Mehr als 3.000 Menschen – vom Arzt bis zur einfachen Rentnerin – haben diese Bochumer Erklärung bisher unterzeichnet. Unter http://terror-aechten.de/ kann man sich immer noch mit seiner Unterschrift anschließen. Noch weitaus mehr Menschen haben ein weiteres Projekt der Christuskirche unterstützt: Der Platz rund um das Kirchengebäude wurde als "Platz des Europäischen Versprechens" gestaltet, und 14.726 Menschen aus ganz Europa sind dem Aufruf gefolgt, sich mit einem persönlichen Versprechen an Europa an der Aktion zu beteiligen. Ihre Namen sind stellvertretend für viele andere in 21 Basaltsteinplatten eingraviert, die rund um den Platz verlegt wurden.
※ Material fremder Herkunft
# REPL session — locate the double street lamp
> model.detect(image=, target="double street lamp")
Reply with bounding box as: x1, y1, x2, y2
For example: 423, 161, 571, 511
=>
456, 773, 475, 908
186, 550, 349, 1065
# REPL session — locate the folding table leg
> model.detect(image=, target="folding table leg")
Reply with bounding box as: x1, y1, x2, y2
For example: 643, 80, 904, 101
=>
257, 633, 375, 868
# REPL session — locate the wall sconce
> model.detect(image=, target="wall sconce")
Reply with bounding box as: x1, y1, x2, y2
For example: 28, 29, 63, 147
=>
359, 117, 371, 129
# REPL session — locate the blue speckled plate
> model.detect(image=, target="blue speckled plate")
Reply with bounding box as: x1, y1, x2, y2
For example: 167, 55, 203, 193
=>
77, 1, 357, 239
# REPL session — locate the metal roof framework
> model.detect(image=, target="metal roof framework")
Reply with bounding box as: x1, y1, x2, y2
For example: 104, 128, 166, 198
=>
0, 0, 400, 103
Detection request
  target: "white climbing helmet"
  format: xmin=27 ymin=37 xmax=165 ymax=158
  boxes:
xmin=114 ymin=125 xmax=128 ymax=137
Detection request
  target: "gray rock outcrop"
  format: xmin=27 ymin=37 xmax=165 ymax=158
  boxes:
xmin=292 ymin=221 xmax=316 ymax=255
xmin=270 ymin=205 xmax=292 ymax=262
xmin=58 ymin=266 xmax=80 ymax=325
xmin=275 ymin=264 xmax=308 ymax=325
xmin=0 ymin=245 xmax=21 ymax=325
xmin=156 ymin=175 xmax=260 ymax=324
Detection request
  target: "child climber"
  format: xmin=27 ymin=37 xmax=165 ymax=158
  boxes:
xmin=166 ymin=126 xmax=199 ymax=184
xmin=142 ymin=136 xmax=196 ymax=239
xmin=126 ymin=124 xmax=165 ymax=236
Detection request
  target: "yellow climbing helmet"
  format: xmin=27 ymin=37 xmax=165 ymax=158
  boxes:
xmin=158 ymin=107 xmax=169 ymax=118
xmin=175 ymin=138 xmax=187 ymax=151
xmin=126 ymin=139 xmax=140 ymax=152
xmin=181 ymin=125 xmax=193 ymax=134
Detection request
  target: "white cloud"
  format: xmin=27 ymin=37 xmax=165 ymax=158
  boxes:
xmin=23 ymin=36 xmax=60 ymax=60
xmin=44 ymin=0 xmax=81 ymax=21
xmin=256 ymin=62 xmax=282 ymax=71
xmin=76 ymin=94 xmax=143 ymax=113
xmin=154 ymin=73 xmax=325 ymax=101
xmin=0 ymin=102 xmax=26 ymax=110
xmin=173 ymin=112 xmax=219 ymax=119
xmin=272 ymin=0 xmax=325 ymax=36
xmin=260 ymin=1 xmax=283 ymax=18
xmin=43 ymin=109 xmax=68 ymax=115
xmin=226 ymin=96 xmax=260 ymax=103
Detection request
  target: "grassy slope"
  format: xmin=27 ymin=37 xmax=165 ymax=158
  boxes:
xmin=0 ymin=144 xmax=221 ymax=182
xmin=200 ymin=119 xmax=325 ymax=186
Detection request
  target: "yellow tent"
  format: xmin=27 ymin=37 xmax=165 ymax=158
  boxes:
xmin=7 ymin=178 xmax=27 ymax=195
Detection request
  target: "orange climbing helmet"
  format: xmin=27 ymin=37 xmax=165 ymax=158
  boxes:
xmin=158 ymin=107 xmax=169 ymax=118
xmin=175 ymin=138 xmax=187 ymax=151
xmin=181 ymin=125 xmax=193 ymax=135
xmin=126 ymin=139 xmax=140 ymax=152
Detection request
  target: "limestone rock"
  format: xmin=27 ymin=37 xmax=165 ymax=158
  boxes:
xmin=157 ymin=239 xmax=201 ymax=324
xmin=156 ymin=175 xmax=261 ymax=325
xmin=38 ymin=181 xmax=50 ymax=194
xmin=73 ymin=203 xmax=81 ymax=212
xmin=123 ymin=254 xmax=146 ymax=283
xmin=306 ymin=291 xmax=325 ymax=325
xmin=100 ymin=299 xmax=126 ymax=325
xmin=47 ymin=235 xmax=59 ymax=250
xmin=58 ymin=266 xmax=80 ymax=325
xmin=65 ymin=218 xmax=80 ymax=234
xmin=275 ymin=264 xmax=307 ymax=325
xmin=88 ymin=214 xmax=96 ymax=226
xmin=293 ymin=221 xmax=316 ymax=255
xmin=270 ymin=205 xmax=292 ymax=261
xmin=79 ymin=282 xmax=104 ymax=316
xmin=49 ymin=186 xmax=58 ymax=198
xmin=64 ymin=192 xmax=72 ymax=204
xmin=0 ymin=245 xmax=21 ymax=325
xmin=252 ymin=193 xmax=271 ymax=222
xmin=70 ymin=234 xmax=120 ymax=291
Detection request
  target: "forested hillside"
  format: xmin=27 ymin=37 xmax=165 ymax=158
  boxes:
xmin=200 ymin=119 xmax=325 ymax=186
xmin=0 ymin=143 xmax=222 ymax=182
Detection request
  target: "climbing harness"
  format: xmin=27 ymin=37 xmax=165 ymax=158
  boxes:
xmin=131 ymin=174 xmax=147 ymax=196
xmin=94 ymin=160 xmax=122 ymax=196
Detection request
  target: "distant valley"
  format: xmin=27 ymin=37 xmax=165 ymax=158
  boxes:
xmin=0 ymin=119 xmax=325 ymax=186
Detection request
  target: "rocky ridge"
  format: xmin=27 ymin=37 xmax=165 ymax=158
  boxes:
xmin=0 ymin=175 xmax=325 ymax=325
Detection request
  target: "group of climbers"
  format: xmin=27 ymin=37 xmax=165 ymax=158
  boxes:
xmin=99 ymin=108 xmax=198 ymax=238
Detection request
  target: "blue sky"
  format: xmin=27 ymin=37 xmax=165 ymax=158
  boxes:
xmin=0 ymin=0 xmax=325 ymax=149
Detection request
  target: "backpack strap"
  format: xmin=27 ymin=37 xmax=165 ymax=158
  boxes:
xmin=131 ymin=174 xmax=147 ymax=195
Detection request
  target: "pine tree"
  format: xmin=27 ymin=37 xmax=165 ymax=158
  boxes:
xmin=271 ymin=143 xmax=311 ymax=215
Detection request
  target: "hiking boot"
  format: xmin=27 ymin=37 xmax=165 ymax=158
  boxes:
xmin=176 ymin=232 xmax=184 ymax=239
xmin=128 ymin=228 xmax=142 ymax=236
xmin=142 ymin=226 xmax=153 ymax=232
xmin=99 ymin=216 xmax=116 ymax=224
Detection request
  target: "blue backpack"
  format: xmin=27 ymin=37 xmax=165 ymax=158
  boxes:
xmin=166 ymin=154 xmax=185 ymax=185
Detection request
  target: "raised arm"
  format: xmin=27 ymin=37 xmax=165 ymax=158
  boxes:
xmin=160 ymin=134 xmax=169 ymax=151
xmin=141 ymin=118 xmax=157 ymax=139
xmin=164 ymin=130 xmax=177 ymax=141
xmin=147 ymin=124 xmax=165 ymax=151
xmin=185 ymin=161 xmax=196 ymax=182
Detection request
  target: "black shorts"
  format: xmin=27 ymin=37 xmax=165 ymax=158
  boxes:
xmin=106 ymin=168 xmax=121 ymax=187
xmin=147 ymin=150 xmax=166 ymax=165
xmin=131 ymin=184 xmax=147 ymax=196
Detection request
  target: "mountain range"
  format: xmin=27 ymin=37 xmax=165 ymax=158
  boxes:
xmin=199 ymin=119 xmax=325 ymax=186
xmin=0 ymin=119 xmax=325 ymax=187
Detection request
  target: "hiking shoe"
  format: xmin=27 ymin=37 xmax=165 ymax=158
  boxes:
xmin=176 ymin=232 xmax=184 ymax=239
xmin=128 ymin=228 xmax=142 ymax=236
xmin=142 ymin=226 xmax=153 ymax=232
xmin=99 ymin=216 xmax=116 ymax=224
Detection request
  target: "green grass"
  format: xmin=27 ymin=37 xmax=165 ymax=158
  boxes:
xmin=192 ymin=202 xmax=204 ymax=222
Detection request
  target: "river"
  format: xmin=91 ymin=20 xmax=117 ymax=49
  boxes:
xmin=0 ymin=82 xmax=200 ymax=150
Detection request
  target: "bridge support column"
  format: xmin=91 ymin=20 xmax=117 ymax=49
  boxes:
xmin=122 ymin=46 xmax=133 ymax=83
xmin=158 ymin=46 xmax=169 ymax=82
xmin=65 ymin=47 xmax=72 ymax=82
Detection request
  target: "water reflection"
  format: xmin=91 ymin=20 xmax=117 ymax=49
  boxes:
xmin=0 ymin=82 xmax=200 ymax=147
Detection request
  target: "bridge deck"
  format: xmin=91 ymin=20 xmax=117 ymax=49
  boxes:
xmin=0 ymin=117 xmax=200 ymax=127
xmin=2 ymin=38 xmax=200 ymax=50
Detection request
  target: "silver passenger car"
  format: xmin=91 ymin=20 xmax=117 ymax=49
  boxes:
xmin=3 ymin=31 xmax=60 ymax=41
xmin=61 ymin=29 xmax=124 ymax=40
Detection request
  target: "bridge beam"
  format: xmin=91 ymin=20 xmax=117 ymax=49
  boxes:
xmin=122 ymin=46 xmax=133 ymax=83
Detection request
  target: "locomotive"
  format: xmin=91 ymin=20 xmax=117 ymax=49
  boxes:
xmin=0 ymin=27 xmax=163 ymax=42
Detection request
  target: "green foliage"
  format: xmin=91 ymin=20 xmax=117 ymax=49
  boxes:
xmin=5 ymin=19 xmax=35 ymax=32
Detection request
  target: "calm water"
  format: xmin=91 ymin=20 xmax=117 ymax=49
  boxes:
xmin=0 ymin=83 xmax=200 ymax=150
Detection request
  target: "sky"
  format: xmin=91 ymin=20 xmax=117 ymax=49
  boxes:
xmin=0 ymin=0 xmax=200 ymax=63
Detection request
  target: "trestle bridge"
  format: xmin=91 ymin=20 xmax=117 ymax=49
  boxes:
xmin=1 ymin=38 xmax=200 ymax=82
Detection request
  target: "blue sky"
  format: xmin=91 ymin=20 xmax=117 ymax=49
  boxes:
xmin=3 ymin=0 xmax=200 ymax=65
Am 1. September 2019 fand in der Christuskirche eine Feierstunde zum Gedenken an den Ausbruch des II.Weltkriegs vor 80 Jahren statt. Unter den Festrednern war auch die Präses der Evangelischen Kirche von Westfalen, Annette Kurschus. Sie sagte in ihrem Vortrag u.a.: "Heute, am 1. September 2019, erinnern wir uns hier in der Christuskirche am Platz des Europäischen Versprechens an den deutschen Überfall auf Polen im Jahre 1939, mit dem der Zweite Weltkrieg begann. In nur sechs Jahren verlieren 60 Millionen Menschen ihr Leben, in Kellern verbrannt, in Schützengräben gefallen, in Konzentrationslagern ermordet. Dieses Grauen, das von unserem Land ausging und unsägliches Leid über Europa und die Weltgemeinschaft brachte, ist kaum ein Menschenleben her. Wir halten die Erinnerung wach, weil wir sie den Millionen Toten schuldig sind. Wir halten sie wach und denen entgegen, die das Unfassbare heute zu einem „Fliegenschiss der Geschichte“ weglügen. Wir halten die Erinnerung lebendig, weil wir nur so dem Europäischen Versprechen gerecht werden, denen hier Zehntausende ihr Wort und ihren Namen gegeben haben: Nie wieder Krieg. Nie wieder Auschwitz. Nie wieder."